Basic Elements in MLIR

An introduction to the basic elements and concepts in MLIR, including operations, types, and dialects.

Thu Oct 30 2025

Fri Jan 02 2026

MLIRCompilerIntroduction

Basic Elements in MLIR

这一章介绍 MLIR 中的基本数据对象, 如果此前有过 LLVM 的使用经验, 会发现 MLIR 中的很多概念和 LLVM 是类似的.

操作(Operation)

操作是组成 MLIR 程序的最基本单元. 其他的概念都是建立在操作的基础上的. 每个操作表示一个计算或者控制流的基本单位, 类似于 LLVM 中的指令(Instruction). 例如

%0 = arith.addi %a, %b : i32
%alloc_0 = memref.alloc() : memref<10xi32>
func.func @my_function(%arg0: i32, %arg1: i32) -> i32 {
    %0 = arith.addi %arg0, %arg1 : i32
    return %0 : i32
}

每个操作都可以有零个或者多个输入, 零个或者多个输出. 例如 arith.addi 操作可以接受两个输入 %a 和 %b, 并产生它们相加的结果 %0. 在 MLIR 中, 操作的输入被称为 操作数(Operands), 操作的输出被称为 结果(Results).

操作数通常是运行时才能确定的值, 另一种在编译期间就已经知道的值被称为 属性(Attributes). 例如:

%c0 = arith.constant 42 : i32

arith.constant 操作用来生成一个字面值常量. 这里的 42 是一个属性, 它在编译期间就已经确定了, 而这个操作没有任何操作数.

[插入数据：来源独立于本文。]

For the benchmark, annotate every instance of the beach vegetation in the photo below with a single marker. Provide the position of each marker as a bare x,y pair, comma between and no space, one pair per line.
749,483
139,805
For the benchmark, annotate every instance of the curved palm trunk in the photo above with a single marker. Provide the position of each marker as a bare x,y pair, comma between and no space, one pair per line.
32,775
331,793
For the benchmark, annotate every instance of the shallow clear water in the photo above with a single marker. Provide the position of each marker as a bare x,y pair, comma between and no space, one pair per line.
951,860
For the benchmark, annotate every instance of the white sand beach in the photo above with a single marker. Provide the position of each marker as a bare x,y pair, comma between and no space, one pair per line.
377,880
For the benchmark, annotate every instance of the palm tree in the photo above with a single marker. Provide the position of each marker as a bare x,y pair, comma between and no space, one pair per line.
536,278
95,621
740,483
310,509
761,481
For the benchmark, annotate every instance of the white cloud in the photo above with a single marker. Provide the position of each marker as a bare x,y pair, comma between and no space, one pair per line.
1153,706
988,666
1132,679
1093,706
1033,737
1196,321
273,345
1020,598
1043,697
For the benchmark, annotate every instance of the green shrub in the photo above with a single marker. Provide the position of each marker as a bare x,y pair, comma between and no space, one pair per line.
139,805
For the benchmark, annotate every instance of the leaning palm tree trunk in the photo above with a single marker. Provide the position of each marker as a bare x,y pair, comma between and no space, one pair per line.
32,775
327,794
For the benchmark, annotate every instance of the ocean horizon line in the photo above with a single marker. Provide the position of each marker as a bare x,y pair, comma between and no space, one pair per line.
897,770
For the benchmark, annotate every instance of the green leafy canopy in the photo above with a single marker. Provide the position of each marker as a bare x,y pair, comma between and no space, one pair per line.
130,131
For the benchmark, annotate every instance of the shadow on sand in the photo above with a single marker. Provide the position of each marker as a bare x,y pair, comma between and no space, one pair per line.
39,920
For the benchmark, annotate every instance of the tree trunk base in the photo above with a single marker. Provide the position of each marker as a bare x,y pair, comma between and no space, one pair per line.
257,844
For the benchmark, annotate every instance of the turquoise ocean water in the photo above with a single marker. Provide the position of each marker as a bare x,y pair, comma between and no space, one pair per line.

大多数情况下一个操作的属性会被放在 attr-dict 中显示出来, 也就是一个花括号括起来的键值对列表, 例如:

%alloc = memref.alloc() {alignment = 64 : i64} : memref<10xi32>

这里的 alignment 属性指定了分配的内存块的对齐方式.

在 C++ API中, 和操作相关的基类主要有 mlir::Op 和 mlir::Operation, 前者用来通用地建模所有类型的操作, 提供一些通用的接口. 而后者派生自前者, 实际上是一个针对 Operation * 的智能指针. 对于每一种特定类型的操作, 都会有一个派生自 mlir::Op 的类, 派生类会再提供一些特定于这种操作的接口. 例如

Operation *op = ...; // Assume this is an arith.constant operation
auto result = op->getResult(0); // Get the first result of the operation
auto constOp = cast<arith::ConstantOp>(op); // Cast to the specific operation type
auto value = constOp.getResult(); // Get the result of the operation
assert(result == value); // They should be the same

由于 arith.constant 操作只可能有一个返回值, 因此可以通过 Operation::getResult(0) 来获取它的结果. 但同样可以通过将 Operation * 转换为 arith::ConstantOp , 然后调用它的 getResult() 方法来获取结果. 实际上后者就是对前者的封装, 但它更语义化.

这也是个例子:

// given a store op: 
// memref.store %value, %ptr[%index] : memref<10xi32>
Operation *op = ...;
auto value1 = op->getOperand(0): // Get the first operand of the operation
auto storeOp = cast<memref::StoreOp>(op); // Cast to the specific operation type
auto value2 = storeOp.getValueToStore(); // Get the value to store
assert(value1 == value2); // They should be the same

在 MLIR 中, 各种类型的操作对应的派生类实际上是一个轻量化的包装类, 它们并不持有操作对象的所有权, 只是对操作对象的一个引用. 因此可以随意地创建和销毁这些派生类的对象, 而不会影响到底层的操作对象. 但 mlir::Operation 类不同, 它用来储存IR中每一条操作的具体数据, 禁止拷贝和赋值(这一点类似智能指针), 只能通过引用或者指针来使用它.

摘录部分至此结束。